Multi-tenant OpenStack with NSX – Part 1

openstack-nsx

I have been working on an OpenStack architecture design using VMware Integrated OpenStack (VIO) for the past several months. The design itself is being developed for an internal cloud service offer and is the design for my VCDX certification pursuit in 2017. As the design has gone through the Proof-of-Concept and later the Pilot phases, determining how to offer a multi-tenant/personal cloud offering has presented itself to be challenging. The design relies heavily on the NSX software defined networking (SDN) platform, both because of requirements from VIO and service offering requirements. As such, all north-south traffic goes through a set of NSX Edge devices. Prior to hitting the north-south boundary however, the east-west tenant traffic needed to be addressed.
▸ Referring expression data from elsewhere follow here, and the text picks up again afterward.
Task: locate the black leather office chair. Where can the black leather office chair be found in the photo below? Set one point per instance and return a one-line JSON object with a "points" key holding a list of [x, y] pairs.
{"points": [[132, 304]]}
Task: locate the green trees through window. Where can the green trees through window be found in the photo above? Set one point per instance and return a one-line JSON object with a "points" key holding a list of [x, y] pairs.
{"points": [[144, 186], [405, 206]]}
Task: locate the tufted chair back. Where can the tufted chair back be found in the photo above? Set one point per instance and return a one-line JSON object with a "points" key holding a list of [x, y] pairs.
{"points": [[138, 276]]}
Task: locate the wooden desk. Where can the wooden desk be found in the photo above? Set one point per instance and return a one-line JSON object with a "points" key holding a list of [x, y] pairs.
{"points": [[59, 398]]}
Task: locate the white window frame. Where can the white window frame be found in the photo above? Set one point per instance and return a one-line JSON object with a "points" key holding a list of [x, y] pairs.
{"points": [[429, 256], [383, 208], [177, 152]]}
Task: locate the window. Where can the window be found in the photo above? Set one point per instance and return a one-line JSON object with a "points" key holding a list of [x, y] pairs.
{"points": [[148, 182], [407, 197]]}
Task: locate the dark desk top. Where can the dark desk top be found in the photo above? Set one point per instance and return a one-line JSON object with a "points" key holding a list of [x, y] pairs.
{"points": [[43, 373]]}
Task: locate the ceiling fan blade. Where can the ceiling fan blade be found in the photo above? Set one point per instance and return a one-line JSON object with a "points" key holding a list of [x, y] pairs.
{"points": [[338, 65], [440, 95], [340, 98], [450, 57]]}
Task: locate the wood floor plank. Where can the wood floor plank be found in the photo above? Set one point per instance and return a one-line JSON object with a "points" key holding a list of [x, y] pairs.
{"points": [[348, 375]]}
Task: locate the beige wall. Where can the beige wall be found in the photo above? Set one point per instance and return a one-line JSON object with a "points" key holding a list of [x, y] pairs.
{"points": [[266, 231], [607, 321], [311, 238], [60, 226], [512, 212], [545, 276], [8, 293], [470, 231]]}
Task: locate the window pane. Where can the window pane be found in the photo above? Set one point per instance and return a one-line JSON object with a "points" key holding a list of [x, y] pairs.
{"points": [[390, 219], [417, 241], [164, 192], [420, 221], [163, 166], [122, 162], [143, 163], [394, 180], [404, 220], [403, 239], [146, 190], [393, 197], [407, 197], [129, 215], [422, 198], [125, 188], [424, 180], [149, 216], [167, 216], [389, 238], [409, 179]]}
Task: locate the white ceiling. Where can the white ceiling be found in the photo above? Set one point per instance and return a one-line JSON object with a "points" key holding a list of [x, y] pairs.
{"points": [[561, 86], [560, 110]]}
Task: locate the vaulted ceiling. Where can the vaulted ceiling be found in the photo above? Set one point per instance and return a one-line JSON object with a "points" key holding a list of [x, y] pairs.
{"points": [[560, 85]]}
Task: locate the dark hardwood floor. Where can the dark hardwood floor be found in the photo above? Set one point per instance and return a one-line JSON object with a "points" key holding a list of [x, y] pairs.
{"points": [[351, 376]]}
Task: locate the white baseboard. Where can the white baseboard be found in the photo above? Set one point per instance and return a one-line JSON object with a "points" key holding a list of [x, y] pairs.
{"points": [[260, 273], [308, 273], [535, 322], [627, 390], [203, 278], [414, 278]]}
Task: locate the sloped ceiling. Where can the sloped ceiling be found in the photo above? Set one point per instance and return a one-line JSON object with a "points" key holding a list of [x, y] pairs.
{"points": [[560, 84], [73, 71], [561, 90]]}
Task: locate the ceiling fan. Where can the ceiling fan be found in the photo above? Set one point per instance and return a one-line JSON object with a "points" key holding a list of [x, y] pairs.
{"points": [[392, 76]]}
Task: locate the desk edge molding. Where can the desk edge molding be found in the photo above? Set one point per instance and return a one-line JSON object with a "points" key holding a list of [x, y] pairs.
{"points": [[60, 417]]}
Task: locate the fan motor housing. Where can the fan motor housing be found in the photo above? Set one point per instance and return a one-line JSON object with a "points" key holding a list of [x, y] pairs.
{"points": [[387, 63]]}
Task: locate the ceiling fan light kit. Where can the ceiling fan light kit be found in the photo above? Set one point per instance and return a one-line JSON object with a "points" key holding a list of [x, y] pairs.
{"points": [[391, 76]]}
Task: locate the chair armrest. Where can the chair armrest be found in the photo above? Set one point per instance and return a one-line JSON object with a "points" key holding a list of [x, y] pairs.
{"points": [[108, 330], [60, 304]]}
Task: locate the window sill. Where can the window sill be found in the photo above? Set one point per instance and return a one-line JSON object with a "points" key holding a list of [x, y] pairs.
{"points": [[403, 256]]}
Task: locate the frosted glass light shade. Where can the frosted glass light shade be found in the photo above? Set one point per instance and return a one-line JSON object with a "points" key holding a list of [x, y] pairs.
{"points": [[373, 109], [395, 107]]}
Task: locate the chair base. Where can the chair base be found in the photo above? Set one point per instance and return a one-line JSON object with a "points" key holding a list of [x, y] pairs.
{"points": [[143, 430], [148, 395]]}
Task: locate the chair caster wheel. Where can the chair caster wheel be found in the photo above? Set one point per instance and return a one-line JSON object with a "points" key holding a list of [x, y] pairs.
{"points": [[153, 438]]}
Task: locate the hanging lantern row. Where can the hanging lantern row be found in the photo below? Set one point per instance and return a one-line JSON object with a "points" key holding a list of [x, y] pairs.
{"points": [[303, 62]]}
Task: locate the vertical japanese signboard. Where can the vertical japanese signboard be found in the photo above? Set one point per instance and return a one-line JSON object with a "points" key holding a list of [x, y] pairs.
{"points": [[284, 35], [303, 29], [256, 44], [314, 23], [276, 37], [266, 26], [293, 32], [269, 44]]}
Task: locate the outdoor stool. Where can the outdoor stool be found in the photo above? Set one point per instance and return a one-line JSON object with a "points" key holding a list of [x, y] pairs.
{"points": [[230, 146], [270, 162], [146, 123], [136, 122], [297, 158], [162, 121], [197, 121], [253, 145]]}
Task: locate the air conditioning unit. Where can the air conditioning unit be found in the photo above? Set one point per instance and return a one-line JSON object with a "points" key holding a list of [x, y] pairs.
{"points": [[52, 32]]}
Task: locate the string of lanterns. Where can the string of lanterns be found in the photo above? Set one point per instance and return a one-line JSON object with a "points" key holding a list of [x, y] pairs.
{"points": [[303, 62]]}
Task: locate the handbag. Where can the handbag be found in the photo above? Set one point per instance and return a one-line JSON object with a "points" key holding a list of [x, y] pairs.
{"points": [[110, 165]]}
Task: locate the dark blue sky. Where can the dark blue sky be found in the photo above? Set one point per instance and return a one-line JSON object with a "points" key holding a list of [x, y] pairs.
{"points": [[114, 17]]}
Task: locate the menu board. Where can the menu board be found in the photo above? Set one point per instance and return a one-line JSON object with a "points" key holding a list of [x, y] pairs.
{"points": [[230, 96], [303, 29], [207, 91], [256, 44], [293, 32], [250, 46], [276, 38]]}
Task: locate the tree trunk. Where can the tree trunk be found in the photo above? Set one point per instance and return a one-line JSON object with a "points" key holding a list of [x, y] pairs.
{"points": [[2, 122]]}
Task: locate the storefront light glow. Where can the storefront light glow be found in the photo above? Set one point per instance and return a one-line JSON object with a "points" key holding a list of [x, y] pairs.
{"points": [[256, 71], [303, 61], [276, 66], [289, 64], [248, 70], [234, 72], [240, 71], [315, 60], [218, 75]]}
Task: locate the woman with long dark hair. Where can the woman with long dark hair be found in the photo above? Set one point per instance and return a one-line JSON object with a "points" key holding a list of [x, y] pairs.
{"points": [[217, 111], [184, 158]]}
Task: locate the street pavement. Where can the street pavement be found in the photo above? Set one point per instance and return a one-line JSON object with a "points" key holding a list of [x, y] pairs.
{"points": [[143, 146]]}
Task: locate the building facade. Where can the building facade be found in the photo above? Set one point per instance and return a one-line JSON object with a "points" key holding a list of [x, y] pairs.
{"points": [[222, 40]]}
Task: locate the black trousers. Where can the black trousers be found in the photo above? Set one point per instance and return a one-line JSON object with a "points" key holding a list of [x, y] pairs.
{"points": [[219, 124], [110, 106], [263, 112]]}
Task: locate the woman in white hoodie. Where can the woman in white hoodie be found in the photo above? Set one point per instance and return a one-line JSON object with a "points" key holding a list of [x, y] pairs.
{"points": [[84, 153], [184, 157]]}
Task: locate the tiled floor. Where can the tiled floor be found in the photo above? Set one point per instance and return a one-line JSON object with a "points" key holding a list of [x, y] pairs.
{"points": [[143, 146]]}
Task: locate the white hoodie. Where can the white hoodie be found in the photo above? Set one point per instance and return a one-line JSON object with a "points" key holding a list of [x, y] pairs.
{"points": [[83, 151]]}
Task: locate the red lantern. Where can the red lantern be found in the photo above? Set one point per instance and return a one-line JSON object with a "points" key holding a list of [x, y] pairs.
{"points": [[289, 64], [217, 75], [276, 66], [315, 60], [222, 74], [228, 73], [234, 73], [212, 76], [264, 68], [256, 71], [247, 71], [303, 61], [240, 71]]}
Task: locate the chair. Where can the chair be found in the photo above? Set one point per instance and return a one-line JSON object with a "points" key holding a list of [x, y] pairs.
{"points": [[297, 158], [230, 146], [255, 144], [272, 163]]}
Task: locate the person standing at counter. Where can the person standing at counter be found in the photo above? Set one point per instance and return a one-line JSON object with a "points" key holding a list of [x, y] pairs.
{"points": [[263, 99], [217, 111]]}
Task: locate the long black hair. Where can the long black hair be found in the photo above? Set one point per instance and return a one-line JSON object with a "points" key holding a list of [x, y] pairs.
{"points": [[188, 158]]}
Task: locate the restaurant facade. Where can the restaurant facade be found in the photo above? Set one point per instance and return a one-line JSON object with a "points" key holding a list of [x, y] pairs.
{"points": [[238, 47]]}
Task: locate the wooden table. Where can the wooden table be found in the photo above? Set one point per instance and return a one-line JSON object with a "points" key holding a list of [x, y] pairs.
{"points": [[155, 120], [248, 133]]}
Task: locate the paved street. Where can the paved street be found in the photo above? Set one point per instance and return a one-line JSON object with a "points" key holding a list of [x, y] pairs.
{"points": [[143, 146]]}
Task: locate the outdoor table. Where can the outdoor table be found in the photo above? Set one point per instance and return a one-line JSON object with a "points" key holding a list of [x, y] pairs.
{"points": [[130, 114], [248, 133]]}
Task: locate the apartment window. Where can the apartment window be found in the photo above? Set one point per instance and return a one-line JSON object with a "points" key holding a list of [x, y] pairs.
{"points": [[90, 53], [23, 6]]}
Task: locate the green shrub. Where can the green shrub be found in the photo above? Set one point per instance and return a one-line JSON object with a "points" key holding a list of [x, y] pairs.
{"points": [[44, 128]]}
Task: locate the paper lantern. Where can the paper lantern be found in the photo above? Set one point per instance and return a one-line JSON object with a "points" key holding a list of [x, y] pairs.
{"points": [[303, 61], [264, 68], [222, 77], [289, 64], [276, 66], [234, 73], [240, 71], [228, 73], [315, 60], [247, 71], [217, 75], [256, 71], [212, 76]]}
I had seen other designs where a single, large (/22 or greater) external network was relied upon by all OpenStack tenants talked about. However, for a personal cloud or multi-tenant cloud offering based on OpenStack, I felt this was not a good design choice for this environment. I wanted to have a higher-level of separation between tenants and one option involved a secondary pair of NSX Edge devices for each tenant. The following diagram describes the logical approach.

OpenStack NSX

The above logical representation expresses how the deployed tenant NSX Edges are connected upstream to the security or L3 network boundary and downstream to the OpenStack Project that is created for each tenant. At a small to medium scale, I believe this model works operationally — the tenant NSX Edges create a logical separation between each OpenStack tenant and (if assigned to on a per-team basis) should remain relatively manageable as the environment scales to dozens of tenants.
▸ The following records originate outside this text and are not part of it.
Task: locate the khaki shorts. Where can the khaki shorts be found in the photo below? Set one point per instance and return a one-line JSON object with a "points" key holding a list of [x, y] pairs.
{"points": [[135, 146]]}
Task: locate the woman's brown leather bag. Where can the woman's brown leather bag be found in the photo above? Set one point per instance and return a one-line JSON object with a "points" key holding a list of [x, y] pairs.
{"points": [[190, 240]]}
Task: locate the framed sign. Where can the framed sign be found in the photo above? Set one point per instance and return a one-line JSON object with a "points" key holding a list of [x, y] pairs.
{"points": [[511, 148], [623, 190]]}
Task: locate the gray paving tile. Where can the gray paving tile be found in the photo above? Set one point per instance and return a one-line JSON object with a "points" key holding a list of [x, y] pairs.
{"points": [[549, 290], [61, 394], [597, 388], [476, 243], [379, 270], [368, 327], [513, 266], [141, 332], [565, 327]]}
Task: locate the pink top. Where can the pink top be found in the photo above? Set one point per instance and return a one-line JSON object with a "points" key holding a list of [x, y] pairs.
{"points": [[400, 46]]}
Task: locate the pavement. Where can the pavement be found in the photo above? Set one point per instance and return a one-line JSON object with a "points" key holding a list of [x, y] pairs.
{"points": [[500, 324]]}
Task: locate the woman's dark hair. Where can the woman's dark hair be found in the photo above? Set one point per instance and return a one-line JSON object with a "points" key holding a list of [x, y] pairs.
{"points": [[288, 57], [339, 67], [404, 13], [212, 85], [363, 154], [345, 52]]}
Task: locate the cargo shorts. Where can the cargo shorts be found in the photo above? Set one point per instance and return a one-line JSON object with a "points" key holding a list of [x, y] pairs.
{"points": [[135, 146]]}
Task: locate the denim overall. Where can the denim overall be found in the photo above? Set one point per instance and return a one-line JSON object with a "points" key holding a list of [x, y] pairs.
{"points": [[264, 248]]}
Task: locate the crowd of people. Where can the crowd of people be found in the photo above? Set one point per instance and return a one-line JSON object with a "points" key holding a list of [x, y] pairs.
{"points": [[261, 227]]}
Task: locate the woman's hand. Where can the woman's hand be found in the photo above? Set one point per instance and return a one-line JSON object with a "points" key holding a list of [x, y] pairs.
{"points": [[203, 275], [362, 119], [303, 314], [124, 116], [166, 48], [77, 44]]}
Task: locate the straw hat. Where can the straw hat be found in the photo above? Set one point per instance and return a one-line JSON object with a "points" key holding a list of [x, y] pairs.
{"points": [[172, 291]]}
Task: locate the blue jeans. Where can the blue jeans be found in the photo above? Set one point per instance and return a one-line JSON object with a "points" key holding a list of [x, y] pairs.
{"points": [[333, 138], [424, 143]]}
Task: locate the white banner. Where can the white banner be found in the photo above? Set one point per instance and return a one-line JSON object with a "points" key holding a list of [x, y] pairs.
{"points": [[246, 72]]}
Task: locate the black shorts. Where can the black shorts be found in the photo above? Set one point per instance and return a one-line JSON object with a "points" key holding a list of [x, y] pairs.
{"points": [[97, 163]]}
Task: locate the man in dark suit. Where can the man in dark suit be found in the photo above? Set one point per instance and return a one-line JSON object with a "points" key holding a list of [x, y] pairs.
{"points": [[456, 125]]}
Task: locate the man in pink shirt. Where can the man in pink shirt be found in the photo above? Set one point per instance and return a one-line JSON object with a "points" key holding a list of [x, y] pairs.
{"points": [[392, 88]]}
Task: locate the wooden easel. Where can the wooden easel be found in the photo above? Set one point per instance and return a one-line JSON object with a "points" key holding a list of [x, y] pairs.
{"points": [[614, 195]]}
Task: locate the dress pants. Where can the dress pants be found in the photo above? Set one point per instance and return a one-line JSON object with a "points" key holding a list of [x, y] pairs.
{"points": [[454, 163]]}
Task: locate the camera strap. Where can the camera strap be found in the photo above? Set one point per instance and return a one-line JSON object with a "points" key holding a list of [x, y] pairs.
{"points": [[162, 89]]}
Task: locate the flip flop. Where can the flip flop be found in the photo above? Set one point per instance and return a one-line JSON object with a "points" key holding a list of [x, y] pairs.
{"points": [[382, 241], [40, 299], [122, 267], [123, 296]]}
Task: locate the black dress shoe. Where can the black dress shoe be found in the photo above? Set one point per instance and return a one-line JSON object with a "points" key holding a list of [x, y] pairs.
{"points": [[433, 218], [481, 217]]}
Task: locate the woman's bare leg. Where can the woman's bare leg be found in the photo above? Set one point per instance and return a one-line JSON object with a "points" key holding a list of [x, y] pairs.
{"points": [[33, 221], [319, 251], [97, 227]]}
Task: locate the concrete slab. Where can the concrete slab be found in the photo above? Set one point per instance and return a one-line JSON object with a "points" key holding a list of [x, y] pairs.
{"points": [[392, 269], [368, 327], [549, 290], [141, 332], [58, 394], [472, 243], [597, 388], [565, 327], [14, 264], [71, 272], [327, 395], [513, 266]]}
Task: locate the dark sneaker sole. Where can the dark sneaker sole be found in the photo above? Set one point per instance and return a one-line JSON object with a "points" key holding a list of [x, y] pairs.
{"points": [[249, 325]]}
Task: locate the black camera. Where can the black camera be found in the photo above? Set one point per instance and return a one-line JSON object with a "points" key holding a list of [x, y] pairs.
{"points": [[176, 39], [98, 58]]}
The NSX Edge devices are deployed inside the very same OpenStack Edge cluster specified during the VIO deployment, however they are being managed outside of OpenStack and the tenant has no control over them. Each secondary pair of NSX Edge devices for the tenant are configured with two interfaces — one uplink to the north-south NSX Edge security gateway and a single interface that becomes the external network inside OpenStack. It is this internal interface that the OpenStack tenant deploys all of their own micro-segmented networks and consumes floating IP addresses from.
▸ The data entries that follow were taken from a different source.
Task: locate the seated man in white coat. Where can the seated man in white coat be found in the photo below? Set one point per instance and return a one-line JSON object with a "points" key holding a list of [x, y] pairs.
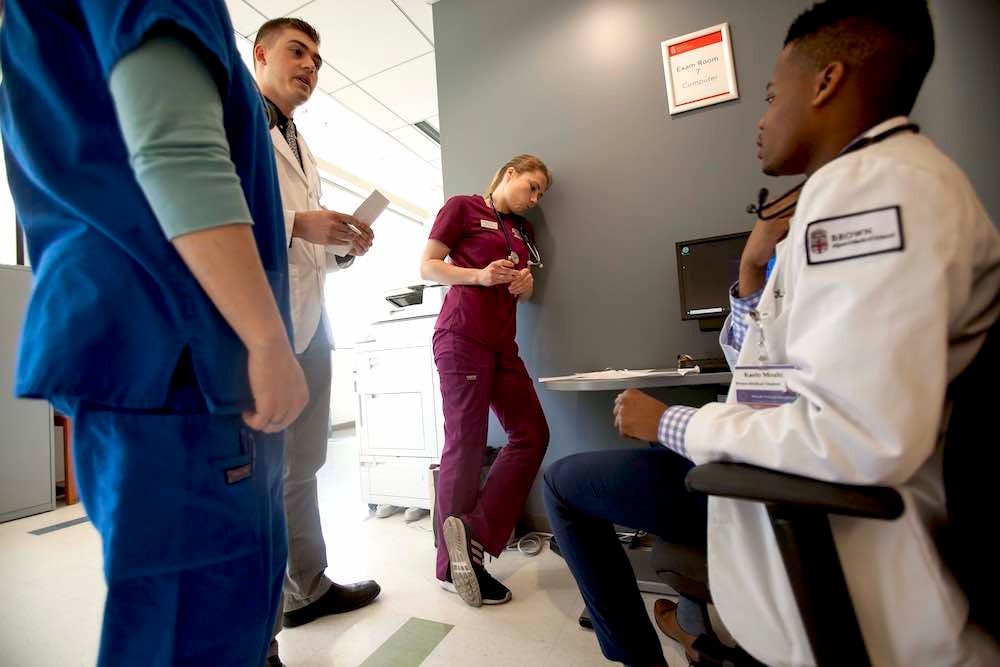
{"points": [[287, 64], [871, 330]]}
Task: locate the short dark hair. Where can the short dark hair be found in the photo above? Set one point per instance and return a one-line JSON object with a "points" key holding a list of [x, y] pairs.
{"points": [[889, 42], [267, 32]]}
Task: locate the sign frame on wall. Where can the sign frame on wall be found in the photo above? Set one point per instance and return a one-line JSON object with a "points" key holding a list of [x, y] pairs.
{"points": [[699, 69]]}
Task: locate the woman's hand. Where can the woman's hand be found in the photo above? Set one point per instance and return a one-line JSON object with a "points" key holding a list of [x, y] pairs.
{"points": [[497, 273], [524, 282]]}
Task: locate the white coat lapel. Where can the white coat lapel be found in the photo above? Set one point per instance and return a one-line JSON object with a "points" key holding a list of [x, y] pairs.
{"points": [[281, 146]]}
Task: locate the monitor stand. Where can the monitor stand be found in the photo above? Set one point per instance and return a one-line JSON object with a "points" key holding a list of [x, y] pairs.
{"points": [[711, 323]]}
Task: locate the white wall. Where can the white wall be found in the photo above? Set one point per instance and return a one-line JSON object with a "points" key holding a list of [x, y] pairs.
{"points": [[8, 235]]}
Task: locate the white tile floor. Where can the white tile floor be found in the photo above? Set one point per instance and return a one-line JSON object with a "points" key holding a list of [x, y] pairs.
{"points": [[52, 593]]}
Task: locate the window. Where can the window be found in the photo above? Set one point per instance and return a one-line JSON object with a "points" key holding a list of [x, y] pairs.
{"points": [[356, 297]]}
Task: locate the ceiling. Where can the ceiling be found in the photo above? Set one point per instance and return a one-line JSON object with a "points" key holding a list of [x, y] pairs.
{"points": [[378, 64]]}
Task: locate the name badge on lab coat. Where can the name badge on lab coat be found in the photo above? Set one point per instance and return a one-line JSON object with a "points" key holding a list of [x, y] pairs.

An upcoming post will describe the deployment and configuration of these tenant NSX Edge devices and their corresponding configuration inside OpenStack.

I am concerned with this approach once the scale of the environment grows to 50+ OpenStack tenants. It is at that point where operational management difficulties will begin to surface and cause challenges. Specifically, the lack of available automation for creating, linking and configuring both the NSX component deployment and tenant creation within OpenStack itself (projects, users, role-based access, external networks, subnets, etc).


Update

After writing the initial article in the post, further testing was performed that has influenced how multi-tenant OpenStack external networks can be implemented. As such, Part 2 of the series includes the new information. For completeness, I’ve decided to include that information here as well for archival purposes.

Part 2

The post yesterday discussed a method for having segmented multi-tenant networks inside of OpenStack. As a series of test cases were worked through with a setup of this nature, a large gaping hole in OpenStack came into view.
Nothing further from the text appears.